The friend also shared with us that the accuser was part of a forced “open marriage”, that her husband expected her to hook up with strange men and then report back the details. If she declined, he would divorce her. He was her fifth husband, and they share three children. Makes for a powerful reason to stage a rape (the threat of divorce if non-compliant with open marriage) or test his resolve. Maybe, just maybe he would tell her she did not need to keep up her extra-marital relations. Maybe, she would be enough for him.

Military Rule of Evidence 412 permitted us to present evidence of an alternative source of injury: the prior lover.

A closer look at the bruising showed that the injuries were not acute, meaning they were older than 24 hours from the time they had been captured by the sexual assault nurse examiner.

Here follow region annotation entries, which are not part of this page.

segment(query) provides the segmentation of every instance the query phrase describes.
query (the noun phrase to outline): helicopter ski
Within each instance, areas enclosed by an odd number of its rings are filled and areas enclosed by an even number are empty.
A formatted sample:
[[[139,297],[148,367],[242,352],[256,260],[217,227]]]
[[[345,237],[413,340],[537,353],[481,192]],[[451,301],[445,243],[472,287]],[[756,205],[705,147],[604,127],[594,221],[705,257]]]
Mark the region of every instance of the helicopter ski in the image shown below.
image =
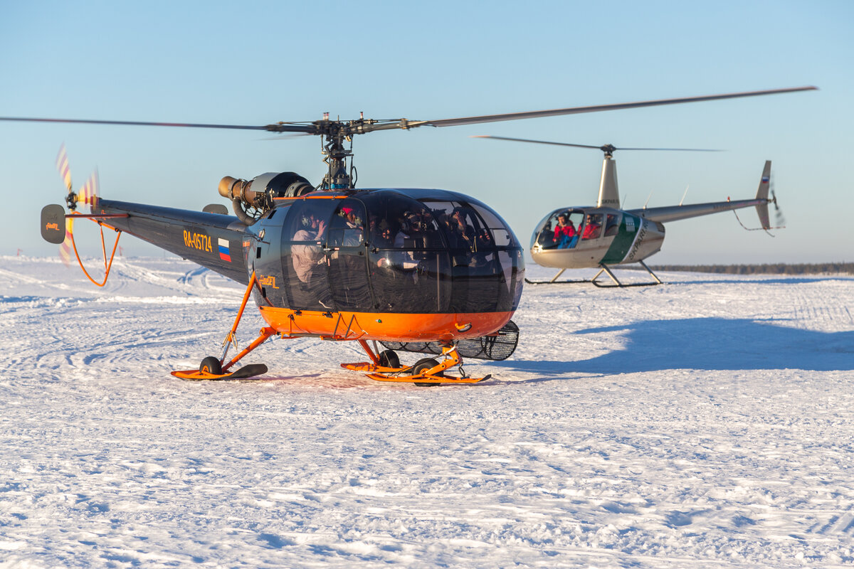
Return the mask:
[[[599,200],[595,206],[564,206],[548,213],[535,226],[530,239],[530,254],[534,262],[544,267],[559,269],[558,274],[548,281],[531,281],[529,284],[574,284],[591,283],[602,288],[650,287],[664,282],[644,263],[644,259],[661,250],[664,241],[664,224],[679,219],[687,219],[721,212],[734,212],[745,207],[756,207],[761,229],[783,229],[781,214],[777,206],[777,197],[770,189],[771,161],[767,160],[759,178],[756,196],[750,200],[729,200],[701,204],[620,209],[619,189],[617,183],[617,150],[658,150],[687,152],[718,152],[710,148],[617,148],[612,144],[592,146],[570,142],[552,142],[511,138],[507,136],[479,136],[476,138],[491,138],[519,142],[552,144],[582,148],[598,148],[605,153],[602,175],[600,181]],[[683,197],[684,199],[684,197]],[[777,223],[771,226],[768,206],[773,204],[777,214]],[[736,218],[738,214],[736,214]],[[740,224],[740,220],[739,220]],[[742,227],[744,225],[742,224]],[[747,229],[747,228],[745,228]],[[653,279],[646,282],[624,283],[620,282],[611,267],[620,264],[640,264]],[[599,269],[592,279],[559,281],[567,269]],[[600,276],[606,275],[611,282],[600,282]]]
[[[57,165],[67,188],[62,206],[47,206],[42,236],[77,253],[73,223],[89,219],[102,232],[103,286],[122,233],[199,264],[245,287],[222,351],[197,369],[175,370],[191,380],[235,380],[267,372],[264,364],[236,368],[272,337],[356,341],[366,362],[342,363],[371,380],[430,386],[474,383],[463,357],[502,360],[518,341],[512,317],[524,282],[523,249],[501,217],[485,203],[444,189],[357,189],[353,165],[356,135],[419,126],[453,126],[701,101],[791,93],[815,87],[480,115],[435,120],[320,120],[266,125],[178,124],[0,117],[0,120],[295,132],[321,136],[327,171],[313,185],[293,171],[249,180],[230,176],[218,192],[231,202],[190,211],[107,200],[97,177],[74,192],[64,150]],[[89,213],[77,211],[79,204]],[[625,222],[624,222],[625,223]],[[652,222],[645,221],[649,224]],[[115,232],[108,260],[104,229]],[[71,247],[68,245],[71,245]],[[70,253],[67,253],[70,254]],[[88,273],[87,273],[88,275]],[[249,299],[266,322],[240,349],[237,330]],[[382,349],[380,348],[382,345]],[[228,357],[230,350],[237,352]],[[404,365],[400,354],[427,355]],[[454,373],[451,369],[455,369]]]

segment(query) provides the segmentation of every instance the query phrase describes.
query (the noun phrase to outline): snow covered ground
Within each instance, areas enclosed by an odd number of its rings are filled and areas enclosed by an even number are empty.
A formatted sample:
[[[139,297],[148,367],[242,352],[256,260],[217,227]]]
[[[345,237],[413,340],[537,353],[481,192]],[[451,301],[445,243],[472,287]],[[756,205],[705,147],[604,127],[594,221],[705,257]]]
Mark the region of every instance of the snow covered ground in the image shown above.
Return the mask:
[[[481,384],[313,340],[217,383],[168,372],[218,354],[237,285],[0,258],[0,566],[854,565],[854,278],[659,276],[526,286]]]

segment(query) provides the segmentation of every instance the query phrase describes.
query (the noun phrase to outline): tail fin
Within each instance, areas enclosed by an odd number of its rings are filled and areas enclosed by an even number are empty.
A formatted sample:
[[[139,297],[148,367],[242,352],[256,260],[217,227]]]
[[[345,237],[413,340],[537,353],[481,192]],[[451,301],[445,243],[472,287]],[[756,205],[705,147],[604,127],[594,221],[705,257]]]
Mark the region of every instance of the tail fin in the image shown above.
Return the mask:
[[[765,160],[765,167],[762,170],[762,178],[759,180],[759,189],[756,191],[756,199],[763,202],[757,204],[756,212],[759,215],[762,229],[769,229],[771,220],[768,216],[768,190],[771,186],[771,160]]]

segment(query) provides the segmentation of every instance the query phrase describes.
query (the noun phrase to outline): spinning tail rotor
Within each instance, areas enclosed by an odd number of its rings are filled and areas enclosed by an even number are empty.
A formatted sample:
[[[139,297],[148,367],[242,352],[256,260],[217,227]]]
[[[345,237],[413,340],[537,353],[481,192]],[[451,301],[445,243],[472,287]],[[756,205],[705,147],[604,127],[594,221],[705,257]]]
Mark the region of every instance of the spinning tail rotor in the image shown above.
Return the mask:
[[[63,144],[60,149],[59,154],[56,155],[56,170],[59,171],[60,177],[62,178],[62,182],[65,183],[66,188],[68,189],[68,193],[66,195],[65,201],[68,206],[68,209],[73,212],[77,210],[77,204],[85,204],[90,206],[94,206],[97,203],[98,195],[98,172],[96,170],[92,172],[86,183],[83,184],[80,188],[80,191],[74,193],[74,186],[71,180],[71,167],[68,165],[68,154],[66,151],[65,144]],[[48,207],[51,207],[49,206]],[[68,216],[66,217],[64,212],[61,212],[61,206],[55,206],[58,209],[55,210],[53,212],[55,218],[58,218],[60,214],[65,218],[65,236],[61,241],[61,244],[59,248],[59,256],[62,259],[62,263],[65,266],[71,266],[71,258],[73,253],[74,253],[74,217]],[[45,208],[47,209],[47,208]],[[53,224],[46,224],[45,225],[58,226],[58,218]],[[44,230],[44,228],[43,228]],[[58,231],[58,227],[56,229]],[[54,237],[54,239],[56,239]],[[51,242],[54,242],[51,240]]]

There were after the fact text messages that told two different aspects of the same tale. Approximately two weeks after their one and only sexual encounter, my client texted the accuser (who had not yet filed any complaint) to see about getting together again. Her response? “Well, hello stranger.” Because that’s what you respond to a man who forcibly raped you by strangulation. Then “You call too late.” Which necessarily invites an earlier call and a different result.  After a few more text messages another night, he becomes frustrated and texts “don’t be that bitch.” Within hours, the accuser goes to law enforcement to report a rape by strangulation.

Law enforcement encouraged pretext text messages to see if my client would make admissions. He apologized in the messages for “getting carried away” and the government thought they had a slam-dunk given the physical injuries they were attributing to the client. They were wrong. And I had been wrong too. The government’s mistake had been the same one that I had committed; they looked at the file and they looked no further. They did not dig, they did not examine, and they did not question.

I am grateful that my client showed immeasurable courage. He knew he was innocent. So we went to work to prove it. And we did.

I won’t repeat my mistake, but I am counting on the fact that the government will again.